One way to think about this, says Katia Koelle, a virologist at Duke who was not involved with the research, is that the human immune system is always out to get flu viruses. The immune system makes antibodies that stick to the lollipop-shaped proteins jutting out of the virus’s shell. This neutralizes the virus. But if the very tip of the lollipop protein gets mutated, then the virus can escape the immune system.

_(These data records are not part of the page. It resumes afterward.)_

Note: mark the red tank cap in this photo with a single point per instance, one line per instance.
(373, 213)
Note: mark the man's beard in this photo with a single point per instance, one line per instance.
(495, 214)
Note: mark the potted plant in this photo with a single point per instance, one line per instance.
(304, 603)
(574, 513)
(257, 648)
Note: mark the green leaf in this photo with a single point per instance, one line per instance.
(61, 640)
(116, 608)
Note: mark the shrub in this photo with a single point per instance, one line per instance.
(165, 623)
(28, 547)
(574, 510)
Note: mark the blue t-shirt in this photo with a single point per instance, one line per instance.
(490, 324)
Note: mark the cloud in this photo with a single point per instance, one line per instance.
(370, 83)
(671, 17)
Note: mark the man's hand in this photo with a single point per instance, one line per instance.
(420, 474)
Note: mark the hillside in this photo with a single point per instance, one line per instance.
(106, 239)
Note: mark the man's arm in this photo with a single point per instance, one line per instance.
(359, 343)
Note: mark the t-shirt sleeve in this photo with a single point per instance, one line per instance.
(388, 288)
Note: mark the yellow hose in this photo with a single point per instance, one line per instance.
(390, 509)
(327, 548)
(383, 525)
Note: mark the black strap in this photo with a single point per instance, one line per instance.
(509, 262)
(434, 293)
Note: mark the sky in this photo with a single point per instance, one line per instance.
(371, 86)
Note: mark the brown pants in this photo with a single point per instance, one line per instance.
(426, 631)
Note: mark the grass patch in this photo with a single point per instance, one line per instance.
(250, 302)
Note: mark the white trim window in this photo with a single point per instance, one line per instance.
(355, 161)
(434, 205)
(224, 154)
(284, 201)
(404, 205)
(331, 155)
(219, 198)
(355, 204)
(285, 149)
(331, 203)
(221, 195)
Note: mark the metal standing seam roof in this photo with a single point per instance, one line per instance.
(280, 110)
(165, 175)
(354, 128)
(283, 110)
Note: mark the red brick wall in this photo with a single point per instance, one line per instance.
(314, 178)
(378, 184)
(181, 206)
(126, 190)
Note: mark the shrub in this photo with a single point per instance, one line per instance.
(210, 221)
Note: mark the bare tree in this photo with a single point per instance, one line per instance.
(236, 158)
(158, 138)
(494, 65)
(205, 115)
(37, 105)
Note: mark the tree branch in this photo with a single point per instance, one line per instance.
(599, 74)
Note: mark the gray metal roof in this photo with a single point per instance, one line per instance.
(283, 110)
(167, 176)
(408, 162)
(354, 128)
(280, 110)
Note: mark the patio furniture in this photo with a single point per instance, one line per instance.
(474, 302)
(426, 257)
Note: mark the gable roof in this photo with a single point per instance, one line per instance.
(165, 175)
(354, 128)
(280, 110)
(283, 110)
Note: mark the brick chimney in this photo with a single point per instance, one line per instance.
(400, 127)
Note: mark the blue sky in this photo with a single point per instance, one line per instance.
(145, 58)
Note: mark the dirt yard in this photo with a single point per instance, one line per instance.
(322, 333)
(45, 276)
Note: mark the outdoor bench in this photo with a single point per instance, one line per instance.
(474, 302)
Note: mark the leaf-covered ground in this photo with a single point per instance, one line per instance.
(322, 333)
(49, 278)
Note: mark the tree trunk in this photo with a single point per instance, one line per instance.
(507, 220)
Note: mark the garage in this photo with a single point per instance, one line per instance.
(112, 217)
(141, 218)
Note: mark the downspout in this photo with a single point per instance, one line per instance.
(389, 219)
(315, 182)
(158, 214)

So that explains why viruses in these patients and around the world are acquiring mutations in the same places. Other molecular constraints make it so that it’s also often the same mutation in the same place.
Koelle’s lab has deep sequenced flu viruses in healthy people, who are sick for only a few days. The virus evolves in them, too. But, she says, “it’s hard for a new variant to get to high frequency in a short amount of time.” In other words, a beneficial new mutation may arise, but it may not have time to that variant to become common enough to spread another person before your immune system clears the infection.